The Bhagavad Gita — c. 200 BC

Dharma is a Sanskrit concept with several layers of meaning that cannot be cleanly translated into any single English word. At its most fundamental, it refers to the natural order of things, the principle that sustains the cosmos. At the level of the individual, it refers to one's own specific duty, nature, and appropriate path — the particular way of being and acting that is right for this person, in this station, at this moment in life.

The Bhagavad Gita — the most concentrated and most widely read philosophical text in the Hindu tradition — addresses dharma in its most difficult form: Arjuna, the warrior prince, faces a battle in which he must fight and kill members of his own family and clan. He wants to refuse. Krishna, his charioteer and the divine voice of the Gita, argues that his duty as a warrior — his dharma — requires him to fight, and that the refusal to fulfill one's dharma is not compassion but confusion.

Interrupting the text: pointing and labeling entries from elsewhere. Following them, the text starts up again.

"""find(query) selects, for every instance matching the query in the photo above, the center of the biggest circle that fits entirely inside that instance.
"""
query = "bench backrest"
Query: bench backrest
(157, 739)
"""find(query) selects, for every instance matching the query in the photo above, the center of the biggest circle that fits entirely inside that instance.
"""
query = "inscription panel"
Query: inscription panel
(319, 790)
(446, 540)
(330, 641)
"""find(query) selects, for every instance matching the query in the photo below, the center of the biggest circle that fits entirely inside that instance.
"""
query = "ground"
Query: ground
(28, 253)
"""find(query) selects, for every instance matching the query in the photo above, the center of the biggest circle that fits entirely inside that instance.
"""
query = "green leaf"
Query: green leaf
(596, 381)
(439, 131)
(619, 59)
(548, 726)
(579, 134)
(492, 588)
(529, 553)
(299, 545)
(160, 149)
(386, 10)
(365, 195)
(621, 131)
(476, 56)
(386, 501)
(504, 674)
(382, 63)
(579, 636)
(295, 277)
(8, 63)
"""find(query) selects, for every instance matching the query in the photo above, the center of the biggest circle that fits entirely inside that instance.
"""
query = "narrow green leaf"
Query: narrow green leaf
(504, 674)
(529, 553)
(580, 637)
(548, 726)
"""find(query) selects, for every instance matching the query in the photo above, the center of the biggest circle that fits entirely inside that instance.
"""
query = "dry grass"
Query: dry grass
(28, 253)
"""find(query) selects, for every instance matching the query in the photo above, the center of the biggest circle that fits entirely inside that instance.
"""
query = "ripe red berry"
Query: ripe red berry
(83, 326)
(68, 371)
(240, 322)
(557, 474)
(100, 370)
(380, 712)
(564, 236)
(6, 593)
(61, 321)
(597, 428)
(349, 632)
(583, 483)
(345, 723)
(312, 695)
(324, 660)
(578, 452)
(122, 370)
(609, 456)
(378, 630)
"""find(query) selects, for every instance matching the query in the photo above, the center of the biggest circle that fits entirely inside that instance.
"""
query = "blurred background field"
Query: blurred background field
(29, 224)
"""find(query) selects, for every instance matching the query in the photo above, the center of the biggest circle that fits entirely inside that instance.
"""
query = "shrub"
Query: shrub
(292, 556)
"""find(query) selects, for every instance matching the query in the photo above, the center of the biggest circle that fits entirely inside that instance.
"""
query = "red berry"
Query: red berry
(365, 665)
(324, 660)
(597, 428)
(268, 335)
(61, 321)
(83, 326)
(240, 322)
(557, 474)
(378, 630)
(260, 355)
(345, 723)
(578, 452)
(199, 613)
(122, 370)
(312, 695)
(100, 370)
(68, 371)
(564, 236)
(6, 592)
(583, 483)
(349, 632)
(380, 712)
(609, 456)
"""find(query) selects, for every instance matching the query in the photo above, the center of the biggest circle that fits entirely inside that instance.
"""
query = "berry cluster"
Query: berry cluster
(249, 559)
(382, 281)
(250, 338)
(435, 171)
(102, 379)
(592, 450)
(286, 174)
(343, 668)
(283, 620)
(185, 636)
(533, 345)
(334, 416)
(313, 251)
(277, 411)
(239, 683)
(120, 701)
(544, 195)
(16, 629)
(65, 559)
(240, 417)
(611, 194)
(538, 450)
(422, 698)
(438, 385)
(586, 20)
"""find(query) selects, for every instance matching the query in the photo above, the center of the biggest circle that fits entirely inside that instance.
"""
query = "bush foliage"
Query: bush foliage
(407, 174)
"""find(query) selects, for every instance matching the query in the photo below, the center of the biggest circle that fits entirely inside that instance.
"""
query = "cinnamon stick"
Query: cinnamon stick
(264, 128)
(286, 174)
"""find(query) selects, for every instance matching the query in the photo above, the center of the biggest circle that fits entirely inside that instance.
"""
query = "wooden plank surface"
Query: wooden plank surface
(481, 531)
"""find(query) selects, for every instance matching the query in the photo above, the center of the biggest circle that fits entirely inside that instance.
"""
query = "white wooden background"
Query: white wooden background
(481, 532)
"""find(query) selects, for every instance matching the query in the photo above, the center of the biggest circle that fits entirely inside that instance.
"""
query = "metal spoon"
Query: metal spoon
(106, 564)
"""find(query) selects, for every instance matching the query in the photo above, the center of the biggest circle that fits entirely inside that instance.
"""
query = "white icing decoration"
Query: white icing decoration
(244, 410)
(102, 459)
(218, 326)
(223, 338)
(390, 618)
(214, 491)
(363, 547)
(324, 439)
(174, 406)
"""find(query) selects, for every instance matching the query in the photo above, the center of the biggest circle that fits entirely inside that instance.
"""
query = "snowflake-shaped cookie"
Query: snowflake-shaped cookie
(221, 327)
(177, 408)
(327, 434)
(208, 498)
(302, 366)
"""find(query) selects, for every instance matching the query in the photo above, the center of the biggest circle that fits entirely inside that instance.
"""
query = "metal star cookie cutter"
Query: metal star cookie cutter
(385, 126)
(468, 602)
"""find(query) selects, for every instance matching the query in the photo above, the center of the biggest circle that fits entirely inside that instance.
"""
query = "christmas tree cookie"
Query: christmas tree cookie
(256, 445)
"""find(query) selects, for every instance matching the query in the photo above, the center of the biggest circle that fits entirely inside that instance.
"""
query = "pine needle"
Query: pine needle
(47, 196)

The soul does not die with the body; the action performed in accordance with one's duty, without attachment to its fruits, is the highest form of human action.

The concept of svadharma — one's own dharma, as distinct from the dharma of others — anticipates by two millennia what Emerson meant by self-reliance: envy is ignorance, imitation is suicide. The particular nature of each person, their specific place in the order of things, their particular gifts and responsibilities, constitute a path that no one else can walk for them. To imitate another's path, however impressive, is to abandon one's own — which is the only path that can lead to genuine fulfillment.

Swami Vivekananda brought this teaching to the West in his lectures on Karma Yoga: work performed in accordance with one's nature, without attachment to results, purifies the mind and develops the character. The work itself, done from right motivation and in accordance with one's nature, is its own reward — and its own spiritual practice.